Former councillor and one-man board man Case Ootes just got a friendly reminder from Queen’s Park that he’s not all alone in the world. An updated provincial housing law approved on Tuesday retains the province’s right to veto any sale of public housing, yes even including Ootes’ proposed sale of 22 TCHC properties. A spokesman for Housing Minister Rick Bartolucci said the decision was not based on the goings on in any one municipality, rather the impassioned evidence from poverty and housing groups during the committee process. Still, Case Ootes thinks the ruling “just doesn’t make any sense” and is getting all huffy about it in the corner. Alone again, naturally.

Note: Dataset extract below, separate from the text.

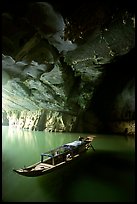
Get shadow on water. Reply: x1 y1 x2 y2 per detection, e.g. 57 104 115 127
39 151 135 202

Ever wondered how much our free health care service would cost if they weren’t so free? Just emigrate to Canada for a better life and we’ll show you. A woman who arrived in Toronto from India last fall gave birth to twin girls almost four months premature, and got a $22,000 bill for her medical care. The babies got off scott-free because they’re babies and automatically Canadian and all, but since their mother is a landed immigrant, OHIP wouldn’t cover her until she’d been in the country for three months. Health Minister Deb Matthews says thems the breaks for recent immigrants. Mother says next time she’ll try harder to hold in her premature babies.
After realizing it was not a great idea to schedule a debate about Pride versus Queers Against Israeli Apartheid versus concerned Jewish groups in the middle of Passover, the executive committee has put off the matter until May.
Also put off by the executive committee, over 40 people who registered to speak about the City’s plan to cut citizen advisory groups. At 9:30 a.m. on Wednesday the room was packed with cycling activists and community workers concerned about the proposal to essentially silence citizen participation. Not until 5 p.m. did they have a chance to say why that’s a bad idea. Maybe the day-long wait to speak was the executive committee’s way of testing out the idea? In any event, a sort of miraculous thing happened: when one activist excoriated the committee for putting off the speakers Deputy Mayor Doug Holyday replied “I kind of agree with him.” That’s progress.
And Astral is redesigning the foot pedals on the city’s garbage bins so they don’t break so much (which they claim has only happened to 40 of 4,000 bins). No reported plans for a redesign to fix the bins’ ugliness problem.